About 80 percent of patients with chest pain have an underlying condition that is non cardiac and not life threatening and, therefore, could be managed further in an outpatient setting. However, Western medicine is conservative and two-thirds of patients are admitted and receive additional testing. This puts a large burden on the health care system. Utilizing a risk-stratification tool, like the HEART score, could reduce this burden but its safety in daily practice has not yet been determined.
To measure the effect of utilizing the HEART score in daily practice, researchers at University Medical Center in Utrecht, the Netherlands studied outcomes on unselected patients with chest pain presenting at EDs in 9 Dutch hospitals in 2013 and 2014. The researchers utilized a stepped-wedge, cluster randomized trial design, which involves a sequential but random roll out of an intervention over multiple time periods. A total of 3,648 patients were included in the analysis (1,827 patients received usual care and 1,821 received HEART care). All hospitals started with usual care and then every 6 weeks one hospital was randomly assigned to switch to HEART care.
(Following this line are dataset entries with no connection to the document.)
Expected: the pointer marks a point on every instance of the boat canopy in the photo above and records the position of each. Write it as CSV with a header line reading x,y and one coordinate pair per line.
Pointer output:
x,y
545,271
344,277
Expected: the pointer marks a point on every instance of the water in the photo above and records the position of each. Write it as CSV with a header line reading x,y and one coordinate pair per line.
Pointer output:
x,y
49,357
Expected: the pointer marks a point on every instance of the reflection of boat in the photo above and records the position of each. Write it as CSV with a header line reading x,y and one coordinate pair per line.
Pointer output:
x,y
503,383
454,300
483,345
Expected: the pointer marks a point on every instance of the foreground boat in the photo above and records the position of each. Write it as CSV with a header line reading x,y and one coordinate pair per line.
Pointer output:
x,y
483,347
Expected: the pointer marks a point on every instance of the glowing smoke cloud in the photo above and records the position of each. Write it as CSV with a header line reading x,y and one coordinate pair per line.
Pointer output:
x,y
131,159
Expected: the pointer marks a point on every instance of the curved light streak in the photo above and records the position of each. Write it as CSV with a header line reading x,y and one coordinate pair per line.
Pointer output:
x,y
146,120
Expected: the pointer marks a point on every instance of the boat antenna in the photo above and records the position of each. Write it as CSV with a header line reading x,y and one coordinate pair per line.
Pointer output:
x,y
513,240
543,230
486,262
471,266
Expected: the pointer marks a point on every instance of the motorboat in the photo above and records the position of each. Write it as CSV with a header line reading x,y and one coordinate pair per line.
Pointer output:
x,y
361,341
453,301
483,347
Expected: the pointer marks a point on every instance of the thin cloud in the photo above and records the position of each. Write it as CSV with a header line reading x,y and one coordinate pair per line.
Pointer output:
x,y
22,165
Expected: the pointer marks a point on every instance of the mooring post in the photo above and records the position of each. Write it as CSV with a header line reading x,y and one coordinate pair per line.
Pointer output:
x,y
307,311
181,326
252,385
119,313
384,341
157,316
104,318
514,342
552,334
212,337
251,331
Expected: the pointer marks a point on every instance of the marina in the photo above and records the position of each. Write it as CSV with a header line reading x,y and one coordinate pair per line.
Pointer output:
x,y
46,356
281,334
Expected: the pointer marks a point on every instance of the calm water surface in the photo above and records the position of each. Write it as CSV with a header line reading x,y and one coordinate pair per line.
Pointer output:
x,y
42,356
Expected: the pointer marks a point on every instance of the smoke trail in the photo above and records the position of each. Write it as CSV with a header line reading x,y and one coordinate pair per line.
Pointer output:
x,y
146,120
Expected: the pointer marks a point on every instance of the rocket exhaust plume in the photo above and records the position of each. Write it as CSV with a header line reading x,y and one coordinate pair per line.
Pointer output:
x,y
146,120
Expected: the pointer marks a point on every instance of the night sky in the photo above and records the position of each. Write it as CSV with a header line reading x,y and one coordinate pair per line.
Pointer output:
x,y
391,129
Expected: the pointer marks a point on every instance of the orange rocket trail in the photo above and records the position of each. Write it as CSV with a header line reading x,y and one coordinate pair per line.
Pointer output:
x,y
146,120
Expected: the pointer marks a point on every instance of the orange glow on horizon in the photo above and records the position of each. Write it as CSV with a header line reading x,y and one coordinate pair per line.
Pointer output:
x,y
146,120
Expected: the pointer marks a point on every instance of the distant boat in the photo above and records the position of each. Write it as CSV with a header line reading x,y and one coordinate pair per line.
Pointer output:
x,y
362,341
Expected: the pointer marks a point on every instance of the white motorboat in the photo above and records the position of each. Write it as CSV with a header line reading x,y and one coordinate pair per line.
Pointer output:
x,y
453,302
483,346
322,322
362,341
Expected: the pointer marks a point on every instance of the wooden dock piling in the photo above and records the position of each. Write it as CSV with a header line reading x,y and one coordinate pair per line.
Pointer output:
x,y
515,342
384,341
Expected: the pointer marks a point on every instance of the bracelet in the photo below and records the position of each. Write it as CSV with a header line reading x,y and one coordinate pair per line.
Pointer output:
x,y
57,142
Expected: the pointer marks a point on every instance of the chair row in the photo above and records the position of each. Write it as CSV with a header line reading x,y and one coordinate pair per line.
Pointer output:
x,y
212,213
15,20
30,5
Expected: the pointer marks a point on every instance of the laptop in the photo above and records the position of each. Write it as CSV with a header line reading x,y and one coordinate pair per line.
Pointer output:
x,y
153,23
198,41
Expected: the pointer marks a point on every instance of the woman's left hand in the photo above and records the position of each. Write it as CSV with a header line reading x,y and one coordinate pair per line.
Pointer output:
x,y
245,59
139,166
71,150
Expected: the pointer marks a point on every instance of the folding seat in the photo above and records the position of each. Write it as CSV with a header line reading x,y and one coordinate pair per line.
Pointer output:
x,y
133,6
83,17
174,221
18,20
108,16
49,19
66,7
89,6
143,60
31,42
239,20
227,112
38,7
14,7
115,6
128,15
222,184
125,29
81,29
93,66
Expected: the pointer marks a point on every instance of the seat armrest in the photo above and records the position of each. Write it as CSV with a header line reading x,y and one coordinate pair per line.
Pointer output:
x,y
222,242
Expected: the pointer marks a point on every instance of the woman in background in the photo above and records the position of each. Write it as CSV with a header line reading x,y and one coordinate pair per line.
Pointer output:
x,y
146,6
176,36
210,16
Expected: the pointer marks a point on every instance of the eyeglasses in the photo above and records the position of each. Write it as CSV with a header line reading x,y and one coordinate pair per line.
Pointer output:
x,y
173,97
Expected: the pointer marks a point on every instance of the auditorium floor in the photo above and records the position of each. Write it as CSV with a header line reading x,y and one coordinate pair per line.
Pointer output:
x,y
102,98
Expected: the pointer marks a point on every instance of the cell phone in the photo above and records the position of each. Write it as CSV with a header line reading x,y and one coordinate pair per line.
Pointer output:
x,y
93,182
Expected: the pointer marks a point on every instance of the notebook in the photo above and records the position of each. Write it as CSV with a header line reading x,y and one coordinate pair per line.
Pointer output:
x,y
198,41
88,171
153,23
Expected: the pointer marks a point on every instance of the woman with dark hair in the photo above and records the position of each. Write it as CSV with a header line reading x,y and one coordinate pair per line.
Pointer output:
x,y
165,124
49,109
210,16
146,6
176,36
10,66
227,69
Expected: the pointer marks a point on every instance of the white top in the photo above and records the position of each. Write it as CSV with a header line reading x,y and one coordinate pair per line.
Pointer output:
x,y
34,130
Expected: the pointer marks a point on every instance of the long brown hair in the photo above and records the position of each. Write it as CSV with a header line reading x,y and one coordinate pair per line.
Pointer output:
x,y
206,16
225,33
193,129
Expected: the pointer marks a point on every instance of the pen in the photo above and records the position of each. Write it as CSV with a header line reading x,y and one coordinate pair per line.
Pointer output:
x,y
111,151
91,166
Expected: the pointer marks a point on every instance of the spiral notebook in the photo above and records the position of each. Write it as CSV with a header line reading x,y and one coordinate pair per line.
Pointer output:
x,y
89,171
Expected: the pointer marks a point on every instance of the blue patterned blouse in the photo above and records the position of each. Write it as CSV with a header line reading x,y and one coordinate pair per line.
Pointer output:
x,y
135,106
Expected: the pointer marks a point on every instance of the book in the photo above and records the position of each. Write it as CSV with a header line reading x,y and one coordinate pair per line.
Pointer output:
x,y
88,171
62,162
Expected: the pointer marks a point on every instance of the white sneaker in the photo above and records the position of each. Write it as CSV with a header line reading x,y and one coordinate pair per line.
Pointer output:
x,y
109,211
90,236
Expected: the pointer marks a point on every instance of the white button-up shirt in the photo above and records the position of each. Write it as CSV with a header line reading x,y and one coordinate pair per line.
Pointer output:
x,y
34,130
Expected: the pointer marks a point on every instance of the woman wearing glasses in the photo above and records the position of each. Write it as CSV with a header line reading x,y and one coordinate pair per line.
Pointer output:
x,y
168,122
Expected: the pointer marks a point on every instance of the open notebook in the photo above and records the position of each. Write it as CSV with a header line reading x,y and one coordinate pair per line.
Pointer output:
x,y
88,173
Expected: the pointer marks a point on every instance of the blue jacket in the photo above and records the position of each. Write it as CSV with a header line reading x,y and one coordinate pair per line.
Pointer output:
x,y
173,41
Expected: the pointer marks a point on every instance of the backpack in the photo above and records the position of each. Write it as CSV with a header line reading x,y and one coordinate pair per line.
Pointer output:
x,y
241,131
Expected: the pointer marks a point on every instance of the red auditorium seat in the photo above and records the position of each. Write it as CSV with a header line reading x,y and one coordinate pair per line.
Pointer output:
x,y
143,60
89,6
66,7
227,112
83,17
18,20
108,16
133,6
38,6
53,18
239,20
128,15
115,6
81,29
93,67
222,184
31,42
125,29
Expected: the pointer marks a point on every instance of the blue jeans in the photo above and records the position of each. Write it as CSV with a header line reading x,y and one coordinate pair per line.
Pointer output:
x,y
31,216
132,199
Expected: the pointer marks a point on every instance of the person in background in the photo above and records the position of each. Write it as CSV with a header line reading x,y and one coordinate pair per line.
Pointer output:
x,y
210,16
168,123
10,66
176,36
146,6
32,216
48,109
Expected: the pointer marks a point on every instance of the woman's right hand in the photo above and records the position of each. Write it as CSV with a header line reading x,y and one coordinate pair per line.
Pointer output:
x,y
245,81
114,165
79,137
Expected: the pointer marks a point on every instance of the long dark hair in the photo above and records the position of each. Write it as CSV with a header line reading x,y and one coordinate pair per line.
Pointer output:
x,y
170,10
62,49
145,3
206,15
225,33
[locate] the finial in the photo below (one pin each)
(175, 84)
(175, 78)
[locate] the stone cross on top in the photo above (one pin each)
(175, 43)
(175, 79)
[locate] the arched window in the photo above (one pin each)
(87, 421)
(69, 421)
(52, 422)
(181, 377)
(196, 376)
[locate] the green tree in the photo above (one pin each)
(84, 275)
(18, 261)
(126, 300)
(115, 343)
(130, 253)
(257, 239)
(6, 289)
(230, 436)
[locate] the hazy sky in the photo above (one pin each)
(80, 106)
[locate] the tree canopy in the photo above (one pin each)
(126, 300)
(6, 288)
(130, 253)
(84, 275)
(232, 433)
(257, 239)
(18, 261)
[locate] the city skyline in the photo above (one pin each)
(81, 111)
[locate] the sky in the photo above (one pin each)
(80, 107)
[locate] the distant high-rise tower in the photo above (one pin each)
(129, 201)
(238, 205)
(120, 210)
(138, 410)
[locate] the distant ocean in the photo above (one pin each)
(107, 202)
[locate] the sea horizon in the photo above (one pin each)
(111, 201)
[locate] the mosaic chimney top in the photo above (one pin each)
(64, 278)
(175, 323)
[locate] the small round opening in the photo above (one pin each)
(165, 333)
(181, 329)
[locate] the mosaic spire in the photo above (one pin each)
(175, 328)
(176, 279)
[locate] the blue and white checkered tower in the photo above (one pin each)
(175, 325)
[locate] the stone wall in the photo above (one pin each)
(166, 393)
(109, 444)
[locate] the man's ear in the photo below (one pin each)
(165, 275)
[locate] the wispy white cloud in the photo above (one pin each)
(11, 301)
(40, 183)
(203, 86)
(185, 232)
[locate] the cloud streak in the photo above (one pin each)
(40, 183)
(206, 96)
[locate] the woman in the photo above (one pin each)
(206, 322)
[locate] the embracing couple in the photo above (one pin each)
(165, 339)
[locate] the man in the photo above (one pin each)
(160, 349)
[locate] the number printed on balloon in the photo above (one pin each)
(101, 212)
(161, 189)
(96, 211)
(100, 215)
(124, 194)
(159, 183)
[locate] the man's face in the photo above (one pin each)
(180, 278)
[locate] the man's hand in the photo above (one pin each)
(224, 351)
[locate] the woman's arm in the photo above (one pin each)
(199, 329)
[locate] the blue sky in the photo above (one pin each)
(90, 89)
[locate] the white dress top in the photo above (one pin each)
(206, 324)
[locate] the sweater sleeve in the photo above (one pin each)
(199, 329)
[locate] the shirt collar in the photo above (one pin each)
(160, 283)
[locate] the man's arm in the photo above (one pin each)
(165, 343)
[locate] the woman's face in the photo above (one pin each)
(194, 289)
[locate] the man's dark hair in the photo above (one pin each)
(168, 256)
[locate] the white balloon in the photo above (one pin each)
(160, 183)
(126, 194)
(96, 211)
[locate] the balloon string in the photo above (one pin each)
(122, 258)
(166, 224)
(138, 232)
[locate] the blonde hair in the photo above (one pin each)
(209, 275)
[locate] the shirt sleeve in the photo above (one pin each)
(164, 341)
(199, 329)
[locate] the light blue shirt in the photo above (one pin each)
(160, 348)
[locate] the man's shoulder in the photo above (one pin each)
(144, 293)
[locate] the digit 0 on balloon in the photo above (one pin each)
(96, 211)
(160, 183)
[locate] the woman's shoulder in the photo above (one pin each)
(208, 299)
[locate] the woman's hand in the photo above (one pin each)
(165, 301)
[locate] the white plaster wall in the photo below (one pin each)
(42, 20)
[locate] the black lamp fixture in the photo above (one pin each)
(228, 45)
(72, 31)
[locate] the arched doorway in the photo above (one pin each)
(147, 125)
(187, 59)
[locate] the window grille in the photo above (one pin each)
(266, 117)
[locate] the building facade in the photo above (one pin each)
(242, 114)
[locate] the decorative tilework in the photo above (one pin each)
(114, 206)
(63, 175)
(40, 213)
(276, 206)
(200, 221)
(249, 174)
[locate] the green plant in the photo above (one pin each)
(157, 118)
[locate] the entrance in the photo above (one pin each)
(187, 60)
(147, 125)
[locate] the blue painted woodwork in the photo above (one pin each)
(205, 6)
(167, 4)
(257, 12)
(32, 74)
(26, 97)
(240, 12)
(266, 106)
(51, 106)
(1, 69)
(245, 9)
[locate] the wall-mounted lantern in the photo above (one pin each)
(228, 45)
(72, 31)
At 6 weeks, the proportion of patients with major adverse cardiac events was 1.3 percent lower in the HEART care group than in usual care (after correction for potential confounders and clustered data). The 1-sided upper confidence limit was +2.0%, not exceeding the pre-specified margin of non-inferiority. There were no statistically significant differences seen in early discharge, readmissions, recurrent emergency department visits, outpatient visits, or visits to general practitioners. Use of health care resources was typically lower during HEART care, but absolute differences were small, and no statistically significant differences were found after adjustment for clustering and time steps. Hesitance to rely on the score could contribute to the small effect on health care costs. But extrapolation of the findings of a cost-effectiveness analysis (including nonadherence) suggests that HEART care could lead to annual savings of €40 million in the Netherlands.